Scalability – This is another area where ARM servers excel. Traditionally, as more compute power was needed, a faster processor and more memory was the answer. As the upper end of the processing power spectrum is reached, costs grow exponentially. Small, marginal gains in processor speed incur a steep increase in cost. To demonstrate this concept, here is a current price list for Intel Core i7 processors, illustrating this phenomenon.

Core i7-4790S – $303
3.2GHz / 4 cores

Core i7-4930K – $583
3.4GHz / 6 cores

Core i7-4960X – $999
3.6GHz / 6 cores

Source: http://www.cpu-world.com/Price_Compare/Desktop_CPU_prices_(latest).html

In the example above, a marginal improvement from 3.4ghz to 3.6ghz nearly doubles the cost of the processor, but does not effectively double the performance or compute capacity. The same effect is observed in the price of memory, where cost vs. capacity follows a similar exponential curve. A superior method of addressing capacity issues is thus to scale horizontally and add additional nodes to handle increased workload, and balance the computational requests across the newly formed cluster of servers.
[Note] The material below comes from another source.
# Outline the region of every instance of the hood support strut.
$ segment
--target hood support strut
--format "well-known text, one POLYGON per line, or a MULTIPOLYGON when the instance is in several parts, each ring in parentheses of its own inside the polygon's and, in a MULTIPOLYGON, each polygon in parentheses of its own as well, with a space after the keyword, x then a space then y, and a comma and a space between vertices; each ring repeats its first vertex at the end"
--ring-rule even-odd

This is the premise that Hadoop and mongoDB are founded upon, as well as many other emerging technologies like Cassandra, Varnish caching, and Docker.

 

Developing a New Ecosystem

While there are clearly significant advantages, microserver and ARM servers have a bit more maturing to do in the marketplace and ecosystem before they can capture sizable market share. The ecosystem can be defined as follows, per the supply chain:

Chip vendors, such as AMD, Allwinner, Freescale, Qualcomm, Samsung, MediaTek, Rockchip, etc. who produce CPU’s based on ARM cores and IP. Currently, the bulk of chips produced are 32-bit processors, whereas business and micro servers will need 64-bit support. ARM has A53 and A57 64-bit cores sampling and in early adopter products, but volume production of these cores and processors needs to ramp up.

Hardware integrators like HardKernel, Wandboard, Olimex, pcDuino, CubieTech, Radxa, Advantech, and others need to integrate those 64-bit cores into custom PCB designs.
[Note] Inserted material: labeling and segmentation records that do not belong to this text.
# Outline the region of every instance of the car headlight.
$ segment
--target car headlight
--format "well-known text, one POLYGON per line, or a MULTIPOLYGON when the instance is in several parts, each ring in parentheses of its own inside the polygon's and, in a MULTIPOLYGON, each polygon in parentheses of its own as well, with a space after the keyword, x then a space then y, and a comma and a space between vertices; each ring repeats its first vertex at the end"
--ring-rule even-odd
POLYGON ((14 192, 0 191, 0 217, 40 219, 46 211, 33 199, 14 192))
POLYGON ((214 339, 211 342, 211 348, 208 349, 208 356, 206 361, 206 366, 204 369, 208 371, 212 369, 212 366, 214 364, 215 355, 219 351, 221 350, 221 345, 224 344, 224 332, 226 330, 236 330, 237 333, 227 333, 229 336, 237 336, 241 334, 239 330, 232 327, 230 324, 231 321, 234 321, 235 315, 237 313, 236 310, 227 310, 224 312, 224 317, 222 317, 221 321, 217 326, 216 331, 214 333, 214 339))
Software and Operating Systems needs to mature and fully support 64-bit ARMv8 processors. Ubuntu and Fedora are already there, but RedHat, CentOS, and CoreOS have work to do still.
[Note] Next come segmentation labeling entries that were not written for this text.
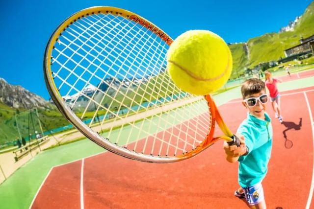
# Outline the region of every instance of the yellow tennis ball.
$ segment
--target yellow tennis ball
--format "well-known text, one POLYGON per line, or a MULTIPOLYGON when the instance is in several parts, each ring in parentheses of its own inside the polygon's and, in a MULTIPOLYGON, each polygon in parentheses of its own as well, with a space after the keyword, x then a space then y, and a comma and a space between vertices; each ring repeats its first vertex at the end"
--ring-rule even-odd
POLYGON ((232 70, 229 47, 220 36, 208 30, 189 30, 180 35, 170 46, 167 61, 174 83, 197 95, 219 89, 232 70))

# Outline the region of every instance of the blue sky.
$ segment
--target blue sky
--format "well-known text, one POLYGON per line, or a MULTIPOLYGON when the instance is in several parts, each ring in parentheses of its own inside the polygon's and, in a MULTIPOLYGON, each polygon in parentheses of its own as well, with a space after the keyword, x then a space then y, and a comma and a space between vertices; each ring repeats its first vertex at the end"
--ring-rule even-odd
POLYGON ((173 38, 190 29, 207 29, 227 43, 246 42, 278 32, 302 15, 310 0, 12 0, 0 1, 0 77, 46 99, 45 48, 65 19, 94 6, 121 7, 138 14, 173 38))

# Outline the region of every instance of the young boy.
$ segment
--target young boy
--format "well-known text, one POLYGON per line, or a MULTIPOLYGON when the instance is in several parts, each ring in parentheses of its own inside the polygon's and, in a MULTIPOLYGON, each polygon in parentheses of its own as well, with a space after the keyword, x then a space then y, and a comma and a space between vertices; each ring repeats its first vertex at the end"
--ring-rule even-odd
POLYGON ((225 142, 224 149, 228 162, 239 162, 241 187, 235 195, 245 199, 251 209, 266 209, 262 182, 267 173, 273 132, 270 118, 265 112, 268 98, 265 84, 258 79, 250 79, 243 83, 241 92, 242 104, 248 112, 247 118, 237 131, 241 135, 241 144, 237 147, 225 142))

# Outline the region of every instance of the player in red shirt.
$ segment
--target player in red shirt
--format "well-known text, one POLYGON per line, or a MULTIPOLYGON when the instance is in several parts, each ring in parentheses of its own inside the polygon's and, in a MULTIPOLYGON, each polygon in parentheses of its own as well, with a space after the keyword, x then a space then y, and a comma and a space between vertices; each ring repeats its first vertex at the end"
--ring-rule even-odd
POLYGON ((270 72, 266 70, 265 72, 265 85, 269 91, 269 96, 271 100, 271 106, 275 112, 275 117, 278 117, 279 122, 283 122, 283 117, 281 116, 280 109, 280 94, 277 87, 278 82, 282 81, 278 78, 273 78, 270 72))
Datacenters that host next generation microserver and hosted ARM servers need to come online and provide capacity for mass deployment of nodes to build both public and private clouds.

These ecosystem components will take time to build out and scale. These initiatives need to be well planned, repeatable, and cost effective to ensure that ARM servers can gain a foothold in the marketplace, and then build momentum from there based on competitive advantages and disruptive forces. These components won’t appear overnight, but it won’t be long until the microserver takes significant market share aware from traditional, generic servers.